Ghosh Kunal, Todorović Milica, Vehtari Aki, Rinke Patrick
Department of Applied Physics, Aalto University, P.O. Box 11000, FI-00076 Aalto, Finland.
Department of Computer Science, Aalto University, P.O. Box 15400, FI-00076 Aalto, Finland.
J Chem Phys. 2025 Jan 7;162(1). doi: 10.1063/5.0229834.

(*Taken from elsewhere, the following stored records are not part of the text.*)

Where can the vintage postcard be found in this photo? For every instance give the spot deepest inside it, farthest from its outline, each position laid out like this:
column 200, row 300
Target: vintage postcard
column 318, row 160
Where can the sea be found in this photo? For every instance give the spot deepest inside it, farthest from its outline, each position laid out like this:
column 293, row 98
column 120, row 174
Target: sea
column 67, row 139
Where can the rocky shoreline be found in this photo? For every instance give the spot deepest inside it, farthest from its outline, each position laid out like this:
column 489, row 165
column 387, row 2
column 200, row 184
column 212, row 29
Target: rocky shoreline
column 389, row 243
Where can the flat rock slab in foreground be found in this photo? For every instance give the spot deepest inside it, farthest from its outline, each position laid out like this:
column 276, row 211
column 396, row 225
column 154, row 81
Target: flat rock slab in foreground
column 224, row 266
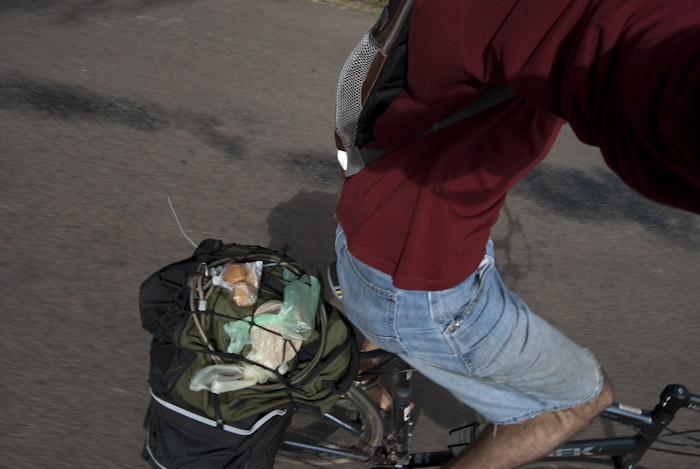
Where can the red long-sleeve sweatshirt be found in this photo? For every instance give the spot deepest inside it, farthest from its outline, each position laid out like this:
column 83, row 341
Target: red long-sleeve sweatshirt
column 625, row 74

Active learning (AL) has shown promise to be a particularly data-efficient machine learning approach. Yet, its performance depends on the application, and it is not clear when AL practitioners can expect computational savings. Here, we carry out a systematic AL performance assessment for three diverse molecular datasets and two common scientific tasks: compiling compact, informative datasets and targeted molecular searches. We implemented AL with Gaussian processes (GP) and used the many-body tensor as molecular representation. For the first task, we tested different data acquisition strategies, batch sizes, and GP noise settings. AL was insensitive to the acquisition batch size, and we observed the best AL performance for the acquisition strategy that combines uncertainty reduction with clustering to promote diversity. However, for optimal GP noise settings, AL did not outperform the randomized selection of data points. Conversely, for targeted searches, AL outperformed random sampling and achieved data savings of up to 64%. Our analysis provides insight into this task-specific performance difference in terms of target distributions and data collection strategies. We established that the performance of AL depends on the relative distribution of the target molecules in comparison to the total dataset distribution, with the largest computational savings achieved when their overlap is minimal.
主动学习(AL)已显示出有望成为一种特别数据高效的机器学习方法。然而,其性能取决于应用场景,并且尚不清楚主动学习从业者何时能够期待节省计算资源。在此,我们针对三个不同的分子数据集和两项常见的科学任务开展了系统的主动学习性能评估:编译紧凑、信息丰富的数据集以及靶向分子搜索。我们使用高斯过程(GP)实现了主动学习,并将多体张量用作分子表示。对于第一项任务,我们测试了不同的数据采集策略、批次大小和高斯过程噪声设置。主动学习对采集批次大小不敏感,并且我们观察到,对于将不确定性降低与聚类相结合以促进多样性的采集策略,主动学习性能最佳。然而,对于最优的高斯过程噪声设置,主动学习并未优于随机选择数据点。相反,对于靶向搜索,主动学习优于随机采样,并且实现了高达64%的数据节省。我们的分析从目标分布和数据收集策略方面深入了解了这种特定任务的性能差异。我们确定,主动学习的性能取决于目标分子相对于整个数据集分布的相对分布,当它们的重叠最小时,可实现最大的计算节省。